Set on the Orient Express in 1914, you play Robert Cath, an American aboard the train's final journey from Paris to Constantinople before World War I. The game is inhabited by some 30 characters representing a dramatic cross-section of European forces at the time, including Serbian terrorists, a German arms dealer, Russian aristocrats, an Austrian spy posing as a concert violinist, a British secret agent, and an mysterious art collector. As the train races east, you must stay alive while interacting with these characters: eavesdropping on conversations, sneaking into compartments, defusing a bomb, getting attacked, and so on.

The 3 CD game was published on a combined Mac and PC disc in April 1997. Following a bidding war between all the major game publishers, Broderbund, Softbank, and GameBank had split the worldwide distribution rights for various platforms. There are six languages spoken in the game (which are subtitled for languages that Cath understands), and dubbed versions of Express were soon released in French, German, Spanish, Italian, and Japanese.

Express received rave reviews both in print and online. Newsweek called it "exquisite" and "thrilling" and MSNBC said "the mystery and characters are very fascinating" and "this game is definitely for everyone." GAMES magazine declared it the Best New Adventure and Role Playing Game, and it received Editor's Choice awards from PC Gamer, Computer Gaming World, Next Generation, and dozens of game websites, including a gold medal from Games Domain.

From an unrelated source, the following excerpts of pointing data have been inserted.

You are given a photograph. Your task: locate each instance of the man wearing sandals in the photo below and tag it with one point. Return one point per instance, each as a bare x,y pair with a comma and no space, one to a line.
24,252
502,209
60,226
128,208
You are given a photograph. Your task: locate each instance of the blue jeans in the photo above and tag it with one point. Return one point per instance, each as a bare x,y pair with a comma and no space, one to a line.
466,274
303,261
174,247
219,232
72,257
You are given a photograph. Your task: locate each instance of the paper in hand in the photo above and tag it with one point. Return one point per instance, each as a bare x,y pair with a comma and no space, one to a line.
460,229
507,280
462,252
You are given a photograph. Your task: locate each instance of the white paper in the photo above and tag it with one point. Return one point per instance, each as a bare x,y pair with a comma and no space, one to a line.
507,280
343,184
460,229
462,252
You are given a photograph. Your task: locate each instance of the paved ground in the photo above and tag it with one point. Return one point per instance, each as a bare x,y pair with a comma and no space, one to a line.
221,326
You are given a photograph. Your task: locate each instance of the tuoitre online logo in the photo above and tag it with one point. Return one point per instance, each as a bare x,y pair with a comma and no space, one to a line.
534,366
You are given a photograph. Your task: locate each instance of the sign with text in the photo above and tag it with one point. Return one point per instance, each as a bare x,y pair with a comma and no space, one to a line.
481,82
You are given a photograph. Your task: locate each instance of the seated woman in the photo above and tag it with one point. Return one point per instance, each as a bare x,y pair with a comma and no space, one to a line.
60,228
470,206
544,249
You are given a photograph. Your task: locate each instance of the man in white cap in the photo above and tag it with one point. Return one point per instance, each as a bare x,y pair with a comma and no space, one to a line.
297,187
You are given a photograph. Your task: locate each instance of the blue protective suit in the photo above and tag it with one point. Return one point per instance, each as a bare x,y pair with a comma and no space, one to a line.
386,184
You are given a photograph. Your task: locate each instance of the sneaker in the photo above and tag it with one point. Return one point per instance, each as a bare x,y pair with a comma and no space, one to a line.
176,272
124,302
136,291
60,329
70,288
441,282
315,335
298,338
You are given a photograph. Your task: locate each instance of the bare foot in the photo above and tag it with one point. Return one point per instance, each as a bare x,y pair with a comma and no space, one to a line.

But Express only remained in stores for a few months. Broderbund's entire marketing department quit weeks before the game was released, resulting in no advertising for it. Softbank pulled out of the games market, dissolving its subsidiary GameBank and canceling several dozen titles in development, including the nearly finished PlayStation port of Express. Then Broderbund was acquired by The Learning Company, which was only interested in their educational and home productivity software. Express was out of print long before its first Christmas season and nearly a million units short of breaking even.

In 2000, the game publisher Interplay bought the lapsed rights and began quietly selling the game. A year later, they too were out of business, leaving fans to swap old copies on eBay. In 2006, the online service GameTap added the game to their library, where it is still available to their subscribers.

Yahoo! Games recently described The Last Express as "one of the finest adveture games ever made," a compelling experience more than a decade after it premiered.